Les journaux sont pleins, depuis une semaine, de ce beau mot de « vérité ». Les responsables politiques viennent le scander aux micros des radios et des télévisions, jurant la main sur le coeur qu’ils restaureront la confiance indispensable à la pérennité de la République. On en est touché. Mais l’exercice de vérité serait un peu plus probant s’il portait sur les faits qui mettent réellement en danger l’édifice républicain. La fraude et l’évasion vers des paradis fiscaux en font partie, mais elles nécessiteraient des mesures autrement plus importantes que celles annoncées par le président, et qui réclament une action concertée du G20 ou, à tout le moins, d’une Europe qui punit Chypre mais trouve le Luxembourg très respectable.
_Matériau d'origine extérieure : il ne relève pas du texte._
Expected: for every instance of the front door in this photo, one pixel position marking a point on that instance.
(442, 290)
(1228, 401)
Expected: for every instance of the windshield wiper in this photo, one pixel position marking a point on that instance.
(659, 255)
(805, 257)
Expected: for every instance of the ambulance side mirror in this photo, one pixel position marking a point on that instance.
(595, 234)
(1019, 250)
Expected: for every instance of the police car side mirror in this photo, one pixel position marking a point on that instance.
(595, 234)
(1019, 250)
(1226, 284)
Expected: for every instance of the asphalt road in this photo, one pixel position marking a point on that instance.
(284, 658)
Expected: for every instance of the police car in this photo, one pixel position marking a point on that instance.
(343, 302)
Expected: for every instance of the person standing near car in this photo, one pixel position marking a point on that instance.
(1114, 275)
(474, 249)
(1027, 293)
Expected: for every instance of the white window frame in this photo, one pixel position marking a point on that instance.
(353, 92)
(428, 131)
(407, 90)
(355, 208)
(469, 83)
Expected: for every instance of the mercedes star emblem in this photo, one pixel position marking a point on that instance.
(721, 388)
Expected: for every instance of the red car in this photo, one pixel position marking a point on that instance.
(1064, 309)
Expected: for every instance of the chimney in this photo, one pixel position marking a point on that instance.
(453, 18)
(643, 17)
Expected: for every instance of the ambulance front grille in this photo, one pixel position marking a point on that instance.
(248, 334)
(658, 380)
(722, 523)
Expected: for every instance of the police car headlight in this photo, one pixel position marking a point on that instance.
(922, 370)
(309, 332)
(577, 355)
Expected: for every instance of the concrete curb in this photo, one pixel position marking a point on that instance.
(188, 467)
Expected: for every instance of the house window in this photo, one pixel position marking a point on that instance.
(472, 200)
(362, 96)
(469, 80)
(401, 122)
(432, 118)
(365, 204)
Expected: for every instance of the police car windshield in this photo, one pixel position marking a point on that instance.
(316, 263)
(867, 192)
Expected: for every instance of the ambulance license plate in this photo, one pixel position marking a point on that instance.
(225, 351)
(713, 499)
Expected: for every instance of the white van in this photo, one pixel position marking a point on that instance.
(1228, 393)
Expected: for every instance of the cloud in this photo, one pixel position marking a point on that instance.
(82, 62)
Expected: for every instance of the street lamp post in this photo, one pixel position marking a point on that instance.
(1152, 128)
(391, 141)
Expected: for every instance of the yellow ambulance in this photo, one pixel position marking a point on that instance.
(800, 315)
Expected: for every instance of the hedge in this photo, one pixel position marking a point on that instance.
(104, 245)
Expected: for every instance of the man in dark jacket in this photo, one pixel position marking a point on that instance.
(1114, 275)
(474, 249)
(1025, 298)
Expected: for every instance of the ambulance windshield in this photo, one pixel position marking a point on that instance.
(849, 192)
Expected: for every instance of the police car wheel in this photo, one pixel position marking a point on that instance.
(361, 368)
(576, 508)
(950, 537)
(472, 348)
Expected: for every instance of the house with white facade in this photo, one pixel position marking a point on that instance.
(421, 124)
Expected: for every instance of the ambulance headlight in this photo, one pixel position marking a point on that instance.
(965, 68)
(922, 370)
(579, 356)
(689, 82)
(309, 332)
Mais l’un des devoirs fondamentaux de l’État est aussi, et peut-être avant tout, la protection de ses citoyens. Et dans ce domaine, la vérité est tous les jours bafouée par des gouvernants qui se sont fait une spécialité de manier les coups de menton pour masquer leur impuissance (quand bien même certains s’indignaient de ce genre de comportement chez leur prédécesseur). La vérité, qui est que, dans certains quartiers de Paris, des gens évitent de retirer de l’argent aux distributeurs de peur de se faire agresser. La vérité, qui est que l’explosion des vols à la tire et des cambriolages constatée notamment dans la capitale n’est que la marque de l’impuissance croissante d’un État qui a décidé que police et justice devaient suivre des objectifs contradictoires. La vérité, enfin, qui est que l’acceptation des règles européennes en matière de garde à vue, de droit des étrangers et de contrôle des frontières condamne nos ministres de l’Intérieur à n’être que manchots et cul-de-jatte. En attendant le 1er janvier 2014, où l’Europe lèvera les restrictions à la circulation des populations venues de Bulgarie et de Roumanie.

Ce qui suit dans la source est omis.